Curt Riess, who had returned from exile, scoffed at the directing performance of the former Nazi film favorite, "Harlan tried to" once again enrich German film. "The lexicon of international films called the film a" [l] armomyantes soul drama ”and the attempt“ to force a comeback with familiar topics ”. The film’s large dictionary of people judges that Harlan remained "true to his pre-war theme of pompously told, female anguish".

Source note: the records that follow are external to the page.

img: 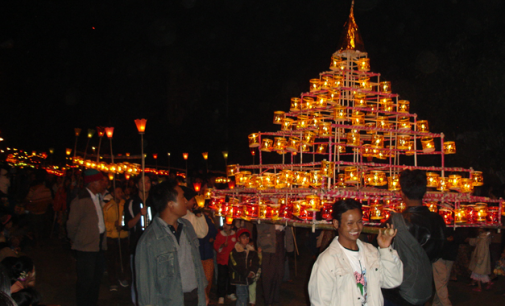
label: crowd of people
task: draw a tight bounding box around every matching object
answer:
[0,167,505,306]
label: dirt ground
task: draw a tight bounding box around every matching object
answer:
[25,233,505,306]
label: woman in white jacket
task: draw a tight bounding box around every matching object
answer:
[309,199,403,306]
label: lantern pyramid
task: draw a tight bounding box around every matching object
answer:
[206,3,502,227]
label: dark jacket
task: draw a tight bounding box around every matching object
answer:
[135,217,207,306]
[228,242,261,286]
[402,206,445,262]
[198,215,217,260]
[67,188,107,252]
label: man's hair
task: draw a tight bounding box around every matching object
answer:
[400,169,426,200]
[331,199,363,226]
[149,181,178,213]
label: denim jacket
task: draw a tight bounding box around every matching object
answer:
[135,217,207,306]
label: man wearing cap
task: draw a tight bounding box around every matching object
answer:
[67,169,107,306]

Paimann's film lists summed up that the “eternally new story” is “drama routinized ... designed by impressive actors: particularly effective for a female audience.” The director has “often transformed the melancholy of poetry and the Halligen landscape” into pathos, “of the Even film-makers (Rococo times) and composers were unable to free themselves. "

Individual evidence

  1. Harlan: his "Fall" and his film , Die Zeit , February 1, 1951, No. 5
  2. Der Spiegel of February 7, 1951
  3. Der Spiegel of March 21, 1951
  4. See the debate about Harlan after 1945 on cinegraph.de
  5. Flyer from Die Falken ( Memento from February 11, 2015 in the web archive archive.today )
  6. The “Immortal Beloved” in Frankfurt on stadtgeschichte-ffm.de ( Memento of the original dated February 11, 2015 in the Internet Archive ) Info: The archive link was automatically inserted and not yet checked. Please check the original and archive link according to the instructions and then remove this notice. @1@ 2Template: Webachiv / IABot / www.stadtgeschichte-ffm.de
  7. Hamburger Echo from January 19, 1951 on cinegraph.de
  8. Die Zeit No. 5, February 1, 1951.
  9. Curt Riess: There's only one. The book of German film after 1945. Henri Nannen, Hamburg 1958, p. 134.
  10. Immortal Beloved. In: Lexicon of International Films . Film service , accessed March 2, 2017 .Template: LdiF / Maintenance / Access used 
  11. Kay Less : The film's great personal dictionary . The actors, directors, cameramen, producers, composers, screenwriters, film architects, outfitters, costume designers, editors, sound engineers, make-up artists and special effects designers of the 20th century. Volume 3: F - H. Barry Fitzgerald - Ernst Hofbauer. Schwarzkopf & Schwarzkopf, Berlin 2001, ISBN 3-89602-340-3 , p. 537.
  12. Immortal Beloved. In: Paimann's film lists.